AT&T’s line-item increase is unrelated to plans by all 3 major long distance companies -- AT&T, Sprint and WorldCom -- to raise some rates for their basic calling plans. Officials of all 3 companies acknowledged that price increases reflected change in way carriers looked at competition. While competition once resulted in price wars, it appeared that companies now were trying to recover their costs more directly to place themselves in better position for competition from other sources such as Bells and wireless providers. Basic plans, used by customers that didn’t subscribe to discount calling plans, tended to be more expensive to administer and generally attracted low-volume customers, they said.

Sprint is trying to “rebalance” rates to make sure high- volume users aren’t subsidizing low-volume users such as those subscribing to basic rate plan, spokeswoman said. Those on basic rate plan are “smallest segment of our consumer market,” she said. Company in Feb. will increase price of Saturday calling for subscribers of basic weekend calling plan and also boost by 10% cost of using basic Dial-1 service, which hasn’t been marketed to consumers in last 2 years, spokeswoman said. “The competitive landscape is changing,” she said. “We want to make sure costs are recovered in a way that’s fair.” For example, customers who sign up or are billed electronically save Sprint money so company offers them more cost savings, she said. Low-volume long distance users have other options such as prepaid calling or dial-around services, she said.

WorldCom’s prices increased Jan. 1 for one of its nonbasic discount calling plans -- monthly fee for subscribing to 7 Cents Anytime plan will rise to $4.95 from $3.95. However, company also instituted what one official called “modest increase in basic rates.” Basic rate for daytime calling, Mon.-Fri. rose to 35 cents per min. from 30 cents and evening and Saturday calling to 30 cents from 25 cents but Sunday calling rates remained at 10 cents. “The reality is that there are other options” for low-volume users, WorldCom spokeswoman said. “Rates reflect demand and volume of long distance traffic,” she said.

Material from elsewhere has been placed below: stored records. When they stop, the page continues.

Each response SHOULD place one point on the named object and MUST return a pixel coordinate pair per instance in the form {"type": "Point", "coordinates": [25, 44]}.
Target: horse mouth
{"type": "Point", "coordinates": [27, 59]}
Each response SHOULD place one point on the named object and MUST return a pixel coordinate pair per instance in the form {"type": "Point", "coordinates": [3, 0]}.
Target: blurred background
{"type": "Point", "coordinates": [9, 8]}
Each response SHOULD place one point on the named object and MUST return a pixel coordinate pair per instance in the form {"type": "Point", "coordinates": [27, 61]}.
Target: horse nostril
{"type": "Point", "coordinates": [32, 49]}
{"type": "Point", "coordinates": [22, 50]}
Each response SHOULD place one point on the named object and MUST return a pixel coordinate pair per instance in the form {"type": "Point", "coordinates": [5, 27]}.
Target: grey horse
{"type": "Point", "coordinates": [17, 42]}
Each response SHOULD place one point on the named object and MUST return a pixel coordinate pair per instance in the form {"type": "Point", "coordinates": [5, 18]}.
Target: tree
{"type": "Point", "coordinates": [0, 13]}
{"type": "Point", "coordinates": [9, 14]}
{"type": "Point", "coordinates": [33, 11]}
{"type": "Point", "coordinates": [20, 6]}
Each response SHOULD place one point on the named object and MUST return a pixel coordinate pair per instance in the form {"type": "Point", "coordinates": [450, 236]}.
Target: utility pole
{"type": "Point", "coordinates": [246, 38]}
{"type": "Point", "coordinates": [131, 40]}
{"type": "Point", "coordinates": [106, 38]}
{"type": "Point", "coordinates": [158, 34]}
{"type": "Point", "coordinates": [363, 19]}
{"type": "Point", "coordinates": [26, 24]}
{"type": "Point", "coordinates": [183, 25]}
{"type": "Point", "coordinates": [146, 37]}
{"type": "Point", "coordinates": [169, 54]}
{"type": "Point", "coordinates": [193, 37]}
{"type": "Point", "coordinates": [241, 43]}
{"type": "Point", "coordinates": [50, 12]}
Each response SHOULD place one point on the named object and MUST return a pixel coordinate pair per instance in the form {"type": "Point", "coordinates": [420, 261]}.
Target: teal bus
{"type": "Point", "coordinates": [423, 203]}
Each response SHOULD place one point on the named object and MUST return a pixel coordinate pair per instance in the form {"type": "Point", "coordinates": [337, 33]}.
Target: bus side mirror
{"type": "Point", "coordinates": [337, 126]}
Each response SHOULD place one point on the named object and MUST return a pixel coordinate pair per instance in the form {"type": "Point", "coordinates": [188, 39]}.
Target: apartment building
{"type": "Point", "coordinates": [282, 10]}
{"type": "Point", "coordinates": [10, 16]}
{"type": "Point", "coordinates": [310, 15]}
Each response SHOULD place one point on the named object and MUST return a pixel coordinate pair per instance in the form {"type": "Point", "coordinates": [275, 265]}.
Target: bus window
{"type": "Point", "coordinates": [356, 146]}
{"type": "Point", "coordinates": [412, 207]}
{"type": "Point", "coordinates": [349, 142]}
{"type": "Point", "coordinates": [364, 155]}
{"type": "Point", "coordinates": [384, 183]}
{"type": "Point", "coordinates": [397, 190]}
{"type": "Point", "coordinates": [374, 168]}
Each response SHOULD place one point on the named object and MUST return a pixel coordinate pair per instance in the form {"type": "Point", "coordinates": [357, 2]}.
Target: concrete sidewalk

AT&T plans to raise basic daytime calling rates 17% starting next month, somewhat along lines of WorldCom’s increase -- 35 cents for daytime, up from 30 cents; evening rates to 29.5 cents from 25 cents; weekend rate to 18.5 cents from 16 cents. AT&T spokesman said that while company had largest share of basic-rate subscribers, about 23 million, they accounted for only 15% of min. of traffic. AT&T is offering new plan that might encourage some of those subscribers to leave basic rates, he said, by offering 10 cents per min. with consumer commitment to spend $5 per month. He said $5 wasn’t fee but rather was minimum usage requirement. In highly competitive long distance market, “you can’t subsidize any customers any more,” AT&T spokesman said. “You don’t have loss leaders.”

Consumer Federation of America Research Dir. Mark Cooper said basic rate increases were regrettable but also expected because FCC Chmn. Powell had taken more relaxed attitude about business operations. Powell has “declared the candy store’s open and these guys have showed him how quickly they can empty the shelves,” Cooper said. “They know the cop is not on the beat.” He said actions by AT&T and others reflected another truism as well: “The only people who raise prices in the middle of a recession are people with monopoly power.”